1810 yılında tabakhane olarak kurulan Beykoz Deri ve Kundura Fabrikası İstanbul’un en eski fabrikalarından biridir. Fabrika Osmanlı ve Türk ordusuna ayakkabı deri ürünlerinin tedarikini sağlamıştır. Osmanlı İmparatorluğu dönemine (II. Mahmut döneminden imparatorluğun yıkılışına kadar), Türkiye Cumhuriyeti’nin kuruluşuna ve birçok tarihi olaya şahitlik yapan fabrika 1933 yılında Sümerbank’a devredilmiştir.
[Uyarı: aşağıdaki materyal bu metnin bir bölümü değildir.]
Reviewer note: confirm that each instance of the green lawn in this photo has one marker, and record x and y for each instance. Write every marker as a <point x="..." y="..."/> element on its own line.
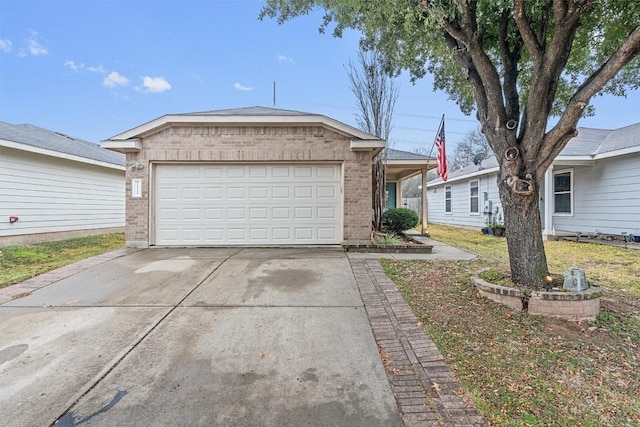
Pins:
<point x="18" y="263"/>
<point x="524" y="370"/>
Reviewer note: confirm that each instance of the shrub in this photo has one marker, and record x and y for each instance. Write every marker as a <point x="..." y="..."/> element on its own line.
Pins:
<point x="400" y="219"/>
<point x="388" y="239"/>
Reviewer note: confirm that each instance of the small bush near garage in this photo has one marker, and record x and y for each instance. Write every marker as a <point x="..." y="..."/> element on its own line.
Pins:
<point x="400" y="219"/>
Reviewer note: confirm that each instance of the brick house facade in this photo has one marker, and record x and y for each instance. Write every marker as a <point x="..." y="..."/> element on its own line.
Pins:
<point x="250" y="136"/>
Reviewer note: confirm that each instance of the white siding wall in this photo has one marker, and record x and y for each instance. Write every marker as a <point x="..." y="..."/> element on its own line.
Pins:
<point x="606" y="197"/>
<point x="55" y="195"/>
<point x="460" y="215"/>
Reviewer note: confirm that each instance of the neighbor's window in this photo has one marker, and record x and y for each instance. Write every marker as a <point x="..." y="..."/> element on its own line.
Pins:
<point x="474" y="205"/>
<point x="563" y="192"/>
<point x="447" y="199"/>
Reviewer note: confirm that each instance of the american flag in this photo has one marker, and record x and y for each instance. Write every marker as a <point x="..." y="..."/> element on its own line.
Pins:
<point x="441" y="157"/>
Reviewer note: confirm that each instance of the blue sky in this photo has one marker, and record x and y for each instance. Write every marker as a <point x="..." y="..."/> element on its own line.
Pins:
<point x="93" y="69"/>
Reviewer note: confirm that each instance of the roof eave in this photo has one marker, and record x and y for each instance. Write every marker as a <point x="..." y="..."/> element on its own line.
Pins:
<point x="373" y="145"/>
<point x="132" y="145"/>
<point x="51" y="153"/>
<point x="313" y="120"/>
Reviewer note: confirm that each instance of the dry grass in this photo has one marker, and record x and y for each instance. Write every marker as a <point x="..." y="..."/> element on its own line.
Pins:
<point x="18" y="263"/>
<point x="525" y="370"/>
<point x="612" y="267"/>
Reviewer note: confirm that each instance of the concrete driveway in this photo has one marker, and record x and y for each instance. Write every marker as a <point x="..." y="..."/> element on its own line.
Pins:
<point x="196" y="337"/>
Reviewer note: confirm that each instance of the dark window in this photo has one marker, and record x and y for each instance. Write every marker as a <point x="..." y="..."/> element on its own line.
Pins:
<point x="473" y="197"/>
<point x="447" y="199"/>
<point x="562" y="193"/>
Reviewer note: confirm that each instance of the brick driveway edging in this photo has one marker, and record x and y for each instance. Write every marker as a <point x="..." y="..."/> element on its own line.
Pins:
<point x="425" y="389"/>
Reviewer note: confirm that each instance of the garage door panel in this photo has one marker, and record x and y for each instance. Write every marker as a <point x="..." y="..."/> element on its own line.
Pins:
<point x="247" y="204"/>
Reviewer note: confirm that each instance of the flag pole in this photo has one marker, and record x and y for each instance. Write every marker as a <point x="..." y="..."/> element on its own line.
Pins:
<point x="424" y="193"/>
<point x="436" y="137"/>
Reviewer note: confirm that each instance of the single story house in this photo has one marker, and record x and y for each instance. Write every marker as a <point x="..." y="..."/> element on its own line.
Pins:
<point x="400" y="166"/>
<point x="250" y="176"/>
<point x="55" y="186"/>
<point x="246" y="176"/>
<point x="592" y="187"/>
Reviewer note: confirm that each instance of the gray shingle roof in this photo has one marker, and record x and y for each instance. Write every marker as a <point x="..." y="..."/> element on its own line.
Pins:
<point x="619" y="139"/>
<point x="586" y="143"/>
<point x="393" y="154"/>
<point x="250" y="111"/>
<point x="54" y="141"/>
<point x="589" y="143"/>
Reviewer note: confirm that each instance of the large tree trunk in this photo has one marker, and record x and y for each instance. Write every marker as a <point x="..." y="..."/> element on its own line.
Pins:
<point x="378" y="187"/>
<point x="523" y="228"/>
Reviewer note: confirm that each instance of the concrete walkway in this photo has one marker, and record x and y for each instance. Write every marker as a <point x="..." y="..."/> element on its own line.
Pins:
<point x="425" y="391"/>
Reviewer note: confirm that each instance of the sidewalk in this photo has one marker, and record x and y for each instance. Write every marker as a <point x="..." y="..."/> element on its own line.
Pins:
<point x="426" y="391"/>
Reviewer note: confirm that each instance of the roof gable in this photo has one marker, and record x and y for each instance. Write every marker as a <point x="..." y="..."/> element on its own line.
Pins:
<point x="253" y="116"/>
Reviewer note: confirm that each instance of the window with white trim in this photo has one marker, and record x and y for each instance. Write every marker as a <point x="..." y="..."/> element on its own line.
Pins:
<point x="474" y="197"/>
<point x="447" y="199"/>
<point x="563" y="192"/>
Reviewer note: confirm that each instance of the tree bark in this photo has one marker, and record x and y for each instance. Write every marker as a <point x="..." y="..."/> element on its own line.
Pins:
<point x="523" y="228"/>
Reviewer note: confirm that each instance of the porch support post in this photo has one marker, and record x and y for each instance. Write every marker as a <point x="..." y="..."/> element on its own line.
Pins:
<point x="399" y="193"/>
<point x="425" y="203"/>
<point x="548" y="204"/>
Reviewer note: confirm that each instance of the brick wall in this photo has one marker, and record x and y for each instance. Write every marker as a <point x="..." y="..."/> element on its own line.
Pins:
<point x="253" y="144"/>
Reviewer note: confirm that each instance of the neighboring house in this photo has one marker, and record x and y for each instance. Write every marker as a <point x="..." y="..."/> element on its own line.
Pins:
<point x="54" y="186"/>
<point x="592" y="187"/>
<point x="247" y="176"/>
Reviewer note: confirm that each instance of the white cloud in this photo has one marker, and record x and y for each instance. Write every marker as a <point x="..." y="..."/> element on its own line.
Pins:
<point x="35" y="48"/>
<point x="282" y="58"/>
<point x="115" y="79"/>
<point x="97" y="69"/>
<point x="74" y="66"/>
<point x="155" y="84"/>
<point x="238" y="86"/>
<point x="6" y="45"/>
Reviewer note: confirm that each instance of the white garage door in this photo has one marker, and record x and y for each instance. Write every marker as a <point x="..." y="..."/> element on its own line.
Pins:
<point x="203" y="204"/>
O zamandan bu yana hafızalarımızda asla eskimeyen sağlam Sümerbank ayakkabıları olarak yer edinen deri kunduralarının üretimini gerçekleştirmiştir.
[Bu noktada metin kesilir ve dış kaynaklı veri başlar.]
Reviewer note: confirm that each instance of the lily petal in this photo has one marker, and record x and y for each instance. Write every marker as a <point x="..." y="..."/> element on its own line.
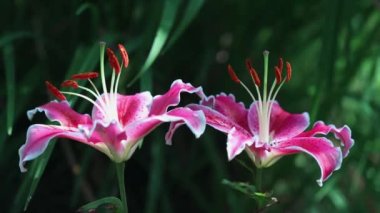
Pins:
<point x="218" y="120"/>
<point x="328" y="157"/>
<point x="227" y="106"/>
<point x="195" y="120"/>
<point x="236" y="143"/>
<point x="62" y="113"/>
<point x="129" y="108"/>
<point x="161" y="103"/>
<point x="114" y="138"/>
<point x="38" y="137"/>
<point x="283" y="125"/>
<point x="343" y="134"/>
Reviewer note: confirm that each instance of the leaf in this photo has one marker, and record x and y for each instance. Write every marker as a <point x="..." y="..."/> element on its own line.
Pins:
<point x="162" y="34"/>
<point x="251" y="192"/>
<point x="191" y="11"/>
<point x="113" y="204"/>
<point x="9" y="62"/>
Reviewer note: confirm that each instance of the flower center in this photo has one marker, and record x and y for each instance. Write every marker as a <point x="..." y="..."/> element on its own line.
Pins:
<point x="107" y="102"/>
<point x="264" y="100"/>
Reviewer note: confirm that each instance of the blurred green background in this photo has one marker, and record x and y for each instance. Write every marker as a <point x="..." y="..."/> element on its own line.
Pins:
<point x="334" y="48"/>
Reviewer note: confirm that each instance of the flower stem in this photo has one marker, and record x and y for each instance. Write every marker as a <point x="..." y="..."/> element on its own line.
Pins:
<point x="120" y="178"/>
<point x="259" y="184"/>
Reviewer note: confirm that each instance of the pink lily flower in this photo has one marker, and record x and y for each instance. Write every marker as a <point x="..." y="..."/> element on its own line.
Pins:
<point x="118" y="122"/>
<point x="267" y="132"/>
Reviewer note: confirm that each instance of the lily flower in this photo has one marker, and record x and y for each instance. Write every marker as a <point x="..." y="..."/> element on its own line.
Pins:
<point x="267" y="132"/>
<point x="118" y="123"/>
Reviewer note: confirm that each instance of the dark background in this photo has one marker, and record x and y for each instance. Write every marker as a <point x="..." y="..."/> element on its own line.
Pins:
<point x="334" y="49"/>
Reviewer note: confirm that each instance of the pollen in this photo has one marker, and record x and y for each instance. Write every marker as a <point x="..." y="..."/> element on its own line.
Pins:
<point x="55" y="91"/>
<point x="70" y="83"/>
<point x="233" y="74"/>
<point x="85" y="76"/>
<point x="124" y="55"/>
<point x="288" y="71"/>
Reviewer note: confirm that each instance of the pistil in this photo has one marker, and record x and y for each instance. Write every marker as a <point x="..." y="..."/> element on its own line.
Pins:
<point x="264" y="103"/>
<point x="106" y="103"/>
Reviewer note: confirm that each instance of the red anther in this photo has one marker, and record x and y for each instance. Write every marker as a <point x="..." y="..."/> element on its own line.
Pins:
<point x="248" y="64"/>
<point x="288" y="71"/>
<point x="124" y="55"/>
<point x="113" y="60"/>
<point x="54" y="91"/>
<point x="85" y="76"/>
<point x="233" y="74"/>
<point x="280" y="64"/>
<point x="70" y="83"/>
<point x="277" y="72"/>
<point x="255" y="76"/>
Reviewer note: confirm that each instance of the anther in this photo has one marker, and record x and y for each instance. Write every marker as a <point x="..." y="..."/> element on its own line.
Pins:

Beykoz Tekel Fabrikası; yabancı bir mimar tarafından (ismi bilinmiyor) projelendirildi ve Cumhuriyetin ilk fabrikalarından biri olarak 1920'li yılların sonunda hizmete açıldı. Fabrika tarihi boyunca hiç zarar etmedi. Hatta kapatıldığı 2000'li yıllarda bile Türkiye'nin içki, ispirto, alkol ihtiyacının çoğunu karşılamıştı. Bölge Sultan Abdülhamid zamanında Organize Sanayi Bölgesi ilan edilmişti ve burada fabrikalar mevcuttu. 1800'lerin sonlarında mum fabrikası olan ve yabancılar tarafından işletilen binayı 1922 yılında Türkler satın almış ve burada içki üretimine başlamışlar. Atatürk'ün çok istediği rakı fabrikası 1929 yılında Hasan Hulki Bey isimli kimyager şahıstan satın alınıp projeler hazırlatılmış ve ek binalar yapılmıştır. Çok geçmeden fabrika Türkiye'nin en büyük ve tüm ihtiyacını karşılayan alkol fabrikası olmuştur.Cumhuriyet döneminde; Şişecam (Türkiye Şişe ve Cam Fabrikaları A.Ş), Türkiye'nin cam ihtiyacını karşılamak amacıyla İstanbul'un Paşabahçe semtinde 4 Temmuz 1935'te faaliyete geçen bir fabrikadır. Fabrikanın bu semtte kurulmasıyla birlikte Paşabahçe semti cam üretimi ile anılır olmuştur.
Boğazın en güzel noktasında, muhteşem doğasıyla yer alan Boğazın İncisi Beykoz bir sanayi şehriydi artık. 2000'li yıllardan sonra fabrikaların kapanması ve taşınmasının ardından ilçemiz, konut, turizm, sağlık ve eğitim bölgesi olarak tanımlanmaya başladı. Belediye yönetimi olarak bölgenin turizm, eğitim, sağlık ve kültür vizyonunu geliştirmeye ve bu doğrultuda projeler oluşturmaya odaklandık. Kanal Riva, Karlıtepe Mesire Alanları, 5'e ulaşan üniversitelerimiz, Beykoz Arena Spor Kompleksimiz, Kılıçlı Film Platomuz ve devam eden bir çok vizyon projemizle ilçemizin geleceğine emin adımlarla yön veriyoruz.